Later, investigation showed that it was Baleros who came into Malous room. He was charged with and
eventually convicted of attempted rape by the RTC. He appealed to the CA, which affirmed his conviction
in toto. Hence, the petition for review on certiorari to the Supreme Court.

Issue: Is Baleros guilty of attempted rape? No.

Ruling: Petition granted, petitioner acquitted of rape but convicted of light coercion.

Ratio: Under Article 6, in relation to the aforementioned article of the same code, rape is attempted
when the offender commences the commission of rape directly by overt acts and does not perform all the
acts of execution which should produce the crime of rape by reason of some cause or accident other than
his own spontaneous desistance.

Overt or external act has been defined as some physical activity or deed, indicating the intention to
commit a particular crime, more than a mere planning or preparation, which if carried out to its complete
termination following its natural course, without being frustrated by external obstacles nor by the
voluntary desistance of the perpetrator, will logically and necessarily ripen into a concrete offense.
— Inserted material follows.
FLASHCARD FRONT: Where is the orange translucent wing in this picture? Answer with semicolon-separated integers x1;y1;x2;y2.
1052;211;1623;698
It would be too strained to construe petitioner's act of pressing a chemical-soaked cloth in the mouth of
Malou which would induce her to sleep as an overt act that will logically and necessarily ripen into rape.
As it were, petitioner did not commence at all the performance of any act indicative of an intent or
attempt to rape Malou. It cannot be overemphasized that petitioner was fully clothed and that there was
no attempt on his part to undress Malou, let alone touch her private part.

Verily, while the series of acts committed by the petitioner do not determine attempted rape, they
constitute unjust vexation punishable as light coercion under the second paragraph of Article 287 of the
Revised Penal Code. As it were, unjust vexation exists even without the element of restraint or compulsion
for the reason that this term is broad enough to include any human conduct which, although not
productive of some physical or material harm, would unjustly annoy or irritate an innocent person. That
Malou, after the incident in question, cried while relating to her classmates what she perceived to be a
sexual attack and the fact that she filed a case for attempted rape proved beyond cavil that she was
disturbed, if not distressed.
Voting: Puno, Sandoval-Gutierrez, Corona, Azcuna, JJ., concur.